Mikhail Frunze in 1914

Mikhail Frunze, the son of a peasant, was born in Turkestan in 1885. After studying at his local school he continued his education at the Gymnasium at Verny and the Polytechnical Institute in St. Petersburg.

As a student Frunze joined the Social Democratic Party where he supported the Bolshevik faction. In November, 1904, he was arrested during a political demonstration and expelled from St. Petersburg.

At the Second Congress of the Social Democratic Party in London in 1903, there was a dispute between Vladimir Lenin and Julius Martov, two of the party's main leaders. Lenin argued for a small party of professional revolutionaries with alarge fringe of non-party sympathisers and supporters. Martov disagreed believing it was better to have a large party of activists. Martov won the vote 28-23 but Lenin was unwilling to accept the result and formed a faction known as the Bolsheviks. Those who remained loyal to Martov became known as Mensheviks.
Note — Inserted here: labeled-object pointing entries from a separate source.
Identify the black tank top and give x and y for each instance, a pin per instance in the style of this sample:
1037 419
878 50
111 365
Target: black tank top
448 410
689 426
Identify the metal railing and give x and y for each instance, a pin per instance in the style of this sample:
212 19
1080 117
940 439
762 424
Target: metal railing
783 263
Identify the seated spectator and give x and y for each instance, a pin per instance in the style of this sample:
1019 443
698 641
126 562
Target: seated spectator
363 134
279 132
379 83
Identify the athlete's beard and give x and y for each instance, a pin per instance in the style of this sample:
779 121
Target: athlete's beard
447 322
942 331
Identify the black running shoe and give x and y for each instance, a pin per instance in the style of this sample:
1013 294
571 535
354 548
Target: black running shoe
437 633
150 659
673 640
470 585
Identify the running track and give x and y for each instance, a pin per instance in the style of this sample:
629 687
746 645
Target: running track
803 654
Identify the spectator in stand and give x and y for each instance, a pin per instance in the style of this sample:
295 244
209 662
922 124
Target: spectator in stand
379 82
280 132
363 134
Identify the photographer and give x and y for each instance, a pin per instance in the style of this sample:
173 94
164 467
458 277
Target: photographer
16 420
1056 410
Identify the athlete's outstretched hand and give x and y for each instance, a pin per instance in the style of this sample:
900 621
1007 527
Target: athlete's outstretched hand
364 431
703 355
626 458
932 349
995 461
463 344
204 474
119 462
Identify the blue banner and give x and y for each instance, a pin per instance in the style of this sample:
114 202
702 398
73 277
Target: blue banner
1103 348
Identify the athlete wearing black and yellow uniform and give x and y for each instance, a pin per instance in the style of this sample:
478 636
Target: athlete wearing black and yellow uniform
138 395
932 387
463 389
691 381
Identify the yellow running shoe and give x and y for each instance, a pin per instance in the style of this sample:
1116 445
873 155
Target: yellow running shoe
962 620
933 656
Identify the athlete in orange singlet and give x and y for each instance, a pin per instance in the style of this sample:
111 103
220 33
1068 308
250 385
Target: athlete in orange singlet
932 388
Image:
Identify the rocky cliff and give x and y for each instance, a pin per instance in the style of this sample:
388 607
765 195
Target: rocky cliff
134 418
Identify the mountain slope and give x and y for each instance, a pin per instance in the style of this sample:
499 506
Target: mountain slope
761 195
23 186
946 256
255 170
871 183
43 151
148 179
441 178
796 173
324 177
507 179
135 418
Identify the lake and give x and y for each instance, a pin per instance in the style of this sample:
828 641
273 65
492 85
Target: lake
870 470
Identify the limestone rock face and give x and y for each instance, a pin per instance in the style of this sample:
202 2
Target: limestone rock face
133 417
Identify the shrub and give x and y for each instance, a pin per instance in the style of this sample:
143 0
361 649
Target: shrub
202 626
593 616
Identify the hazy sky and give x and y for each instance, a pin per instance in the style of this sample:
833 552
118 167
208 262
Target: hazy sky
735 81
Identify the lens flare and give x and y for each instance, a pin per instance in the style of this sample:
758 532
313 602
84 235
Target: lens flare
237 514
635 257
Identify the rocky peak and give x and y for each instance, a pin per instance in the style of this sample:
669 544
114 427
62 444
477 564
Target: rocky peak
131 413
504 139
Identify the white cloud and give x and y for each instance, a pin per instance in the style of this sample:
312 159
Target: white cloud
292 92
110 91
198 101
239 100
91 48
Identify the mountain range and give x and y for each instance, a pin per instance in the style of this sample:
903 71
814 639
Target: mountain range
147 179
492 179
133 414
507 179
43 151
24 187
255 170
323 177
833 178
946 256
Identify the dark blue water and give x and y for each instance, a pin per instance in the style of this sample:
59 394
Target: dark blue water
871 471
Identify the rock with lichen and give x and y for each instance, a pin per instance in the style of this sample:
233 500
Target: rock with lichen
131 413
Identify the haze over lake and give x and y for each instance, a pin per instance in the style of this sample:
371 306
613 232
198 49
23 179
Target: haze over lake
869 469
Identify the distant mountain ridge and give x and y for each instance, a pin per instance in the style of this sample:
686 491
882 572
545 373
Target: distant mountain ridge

Frunze joined the Bolsheviks. So also did Gregory Zinoviev, Anatoli Lunacharsky, Joseph Stalin, Mikhail Lashevich, Nadezhda Krupskaya, Alexei Rykov, Yakov Sverdlov, Lev Kamenev, Maxim Litvinov, Vladimir Antonov, Felix Dzerzhinsky, Gregory Ordzhonikidze, and Alexander Bogdanov. Whereas George Plekhanov, Pavel Axelrod, Leon Trotsky, Lev Deich, Vladimir Antonov-Ovseenko, Irakli Tsereteli, Moisei Uritsky, Noi Zhordania and Fedor Dan supported Julius Martov.

After the meeting in London Frunze went to Inanovo-Voznesensk where he was one of the leaders of the 1905 Textile Workers Strike. Later that year he was arrested during the Moscow Uprising. Sentenced death, he was reprieved and it was changed to ten years hard labour. He served his sentence in Vladimir, Nikolaev and Alexandrov in Siberia.

Mikhail Frunze

1. Was highly critical of Nicholas II and the autocracy.

2. Wanted Russia to have universal suffrage.

3. Wanted the Russian government to allow freedom of expression and an end to political censorship of newspapers and books.

4. Believed that democracy could only be achieved in Russia by the violent overthrow of Nicholas II and the autocracy.

5. Was strongly opposed to Russia going to war with Austria-Hungary and Germany.

6. Believed that if Russia did go to war with Austria-Hungary and Germany the Mensheviks, Bolsheviks and the Socialist Revolutionaries should try to persuade the Russian soldiers to use their weapons to overthrow Nicholas II.